Charles,
Yes, you are right. I am loosing some low end response due to the fact that the upper cabs are smaller. Originally, I wanted to emulate the JBL M9500 system. JBL marketing claimed (at the time) that stagger tuning, or "imaginary Equivalent Tuning" (IET), as they called it, provided a "better balance between the high speed of Bessel tuning and the flat frequency response qualities of Butterworth tuning".
Also, at that time, Greg Timbers, the JBL design engineer involved with this IET project, "felt that by having different volumes and different tunings, we could spread the various enclosure and tuning resonance frequencies over a (wider) range, making them less of a problem".
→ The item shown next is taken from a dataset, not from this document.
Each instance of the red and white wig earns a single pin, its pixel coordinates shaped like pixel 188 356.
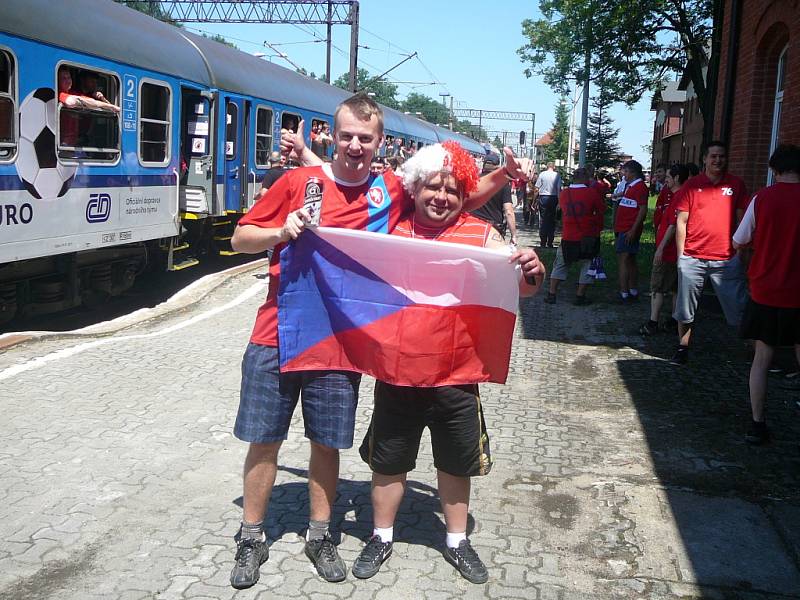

However, there is the school of thought that all these resonances just merge into a single 4th order system anyway. Mr. Timbers was kind enough to post his "latest" thoughts, about all this, on this forum about 2 years ago. Please see:
http://audioheritage.org/vbulletin/s...&highlight=iet
Regarding construction details on my speakers, the smaller upper cabs have one brace, running side-to-side at about the middle. The larger bottom cabs have a full "shelf", with two large holes in it, at the point where it's volume equals the top cab. The volume above this "shelf" is around the wooden horn and driver, and brings the volume up to about 10 cf. There is also a side-to-side brace across the bottom half of the bottom cab. Everything is constructed out of 1 inch thick MDF.
Originally, I lined all internal walls, except the front face, with about 2" of pink fiberglass. However, this ADDED to much additional effective volume to the cabs, and changed the tuning. So, I cut the fiberglass back to about 1" and everything measured OK at 28 Hz and 35 Hz for the large and small cabs respectively.